# Grand ice?



## KTkiff (Jul 30, 2004)

Looks like the Grand came down quicker than usual over the last day or so and its doing some weird things. Is it iced up some? May make the trip up there tomorrow. I know the lower Chagrin is iced over.


----------



## Archer4life (Apr 16, 2013)

As of 1pm today the grand still had heavy slush . Should have been there yesterday. We lit them up despite the nasty cold hurricane force winds. May have been doable later in the day with all the sunshine.


----------



## flylogicsteelhead (Oct 4, 2006)

Yes. A great bit of ice since it was 2* here last night


----------



## jiggin'fool (Dec 18, 2005)

I'm going to try and go Thursday hoping the mid 30 temps and sun tomorrow will burn off some slush and ice! If anyone is out tomorrow let us know what it looks like!


----------



## BigFishAddict (Feb 25, 2012)

Is it worth my time to drive out to the grand and try to find spots without ice? This is my first year fishing the grand and im not sure how it ices.


----------



## ldrjay (Apr 2, 2009)

Lower grand right now has a thin coat. Wont last long.


----------



## bwarrenuk (Jan 4, 2015)

Just passed over the Blair road bridge there's patches of heavy slush.


----------



## KTkiff (Jul 30, 2004)

I was around 84 bridge and it was all iced over or packed in with/not fishable until we get a blowout. Anyone see the Rocky? I know it's typically the last one to freeze over.


----------



## kayak1979 (Jul 13, 2014)

I don't want ice this season.


----------



## ForeverSnagged (Oct 24, 2015)

Managed to find running water on the Grand today...complete slush though...was a nightmare to fish...


----------



## fishingfool101 (Mar 2, 2014)

I was heading up tomorrow morning. So it's a waste of my time ?


----------



## kayak1979 (Jul 13, 2014)

You would be better off fishing Chagrin or Rocky


----------



## The Fishing Addict (Mar 19, 2014)

Does anyone know the water clarity of the lower grand?


----------



## ldrjay (Apr 2, 2009)

The Fishing Addict said:


> Does anyone know the water clarity of the lower grand?

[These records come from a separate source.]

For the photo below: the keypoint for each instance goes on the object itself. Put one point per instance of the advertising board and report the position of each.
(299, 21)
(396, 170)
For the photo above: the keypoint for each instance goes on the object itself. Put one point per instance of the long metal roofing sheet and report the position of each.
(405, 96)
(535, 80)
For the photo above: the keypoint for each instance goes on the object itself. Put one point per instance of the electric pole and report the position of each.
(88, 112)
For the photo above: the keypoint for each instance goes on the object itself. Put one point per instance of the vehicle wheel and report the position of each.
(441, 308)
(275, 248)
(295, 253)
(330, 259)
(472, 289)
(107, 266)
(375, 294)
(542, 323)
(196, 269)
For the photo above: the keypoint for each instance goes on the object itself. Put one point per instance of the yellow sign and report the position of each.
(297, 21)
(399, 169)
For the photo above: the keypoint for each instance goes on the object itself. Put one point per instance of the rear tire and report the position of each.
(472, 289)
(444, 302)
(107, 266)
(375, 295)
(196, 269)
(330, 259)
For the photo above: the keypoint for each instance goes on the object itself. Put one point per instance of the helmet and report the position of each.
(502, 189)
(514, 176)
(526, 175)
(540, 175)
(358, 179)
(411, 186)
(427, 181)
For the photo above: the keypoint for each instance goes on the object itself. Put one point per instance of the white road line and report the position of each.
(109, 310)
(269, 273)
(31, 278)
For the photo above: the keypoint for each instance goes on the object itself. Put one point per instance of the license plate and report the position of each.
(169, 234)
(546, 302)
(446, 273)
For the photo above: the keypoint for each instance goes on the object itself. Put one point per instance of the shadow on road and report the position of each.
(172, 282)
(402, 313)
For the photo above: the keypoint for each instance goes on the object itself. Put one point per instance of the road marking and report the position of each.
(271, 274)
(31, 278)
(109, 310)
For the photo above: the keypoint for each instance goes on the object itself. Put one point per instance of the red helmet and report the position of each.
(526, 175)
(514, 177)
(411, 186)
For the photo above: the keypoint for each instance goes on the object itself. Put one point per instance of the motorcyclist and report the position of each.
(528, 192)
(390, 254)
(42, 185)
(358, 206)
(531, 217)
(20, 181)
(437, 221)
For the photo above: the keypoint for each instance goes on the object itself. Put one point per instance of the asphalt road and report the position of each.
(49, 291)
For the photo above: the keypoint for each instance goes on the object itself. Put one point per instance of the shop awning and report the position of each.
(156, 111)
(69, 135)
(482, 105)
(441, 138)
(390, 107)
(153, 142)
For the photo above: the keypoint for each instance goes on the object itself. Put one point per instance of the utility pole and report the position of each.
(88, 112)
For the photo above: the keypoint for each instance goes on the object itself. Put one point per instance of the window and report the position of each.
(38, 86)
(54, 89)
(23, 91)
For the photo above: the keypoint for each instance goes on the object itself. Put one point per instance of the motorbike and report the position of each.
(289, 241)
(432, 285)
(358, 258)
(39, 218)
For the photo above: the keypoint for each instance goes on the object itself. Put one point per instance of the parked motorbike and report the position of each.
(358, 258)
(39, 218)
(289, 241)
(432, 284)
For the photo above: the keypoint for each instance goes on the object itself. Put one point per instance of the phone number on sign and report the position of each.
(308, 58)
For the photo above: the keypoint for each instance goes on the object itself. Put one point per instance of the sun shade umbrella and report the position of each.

Getting dirty. Ice melting and breaking. Water is turning muddy.


----------



## The Fishing Addict (Mar 19, 2014)

So would you say not even 6 inch visibility?


----------



## ldrjay (Apr 2, 2009)

I was fading fast this morn I have no idea now. St claire area under ice.


----------



## skatfish1 (Sep 29, 2011)

ldrjay said:


> I was fading fast this morn I have no idea now. St claire area under ice.


 was thinking of coming up from Columbus tomorrow - what about upper Grand?


----------



## mountainbikingrn (Mar 24, 2010)

I would save the drive if you are coming from Columbus!


----------



## ldrjay (Apr 2, 2009)

Fishable


----------



## fishingfool101 (Mar 2, 2014)

Is there shelf ice


----------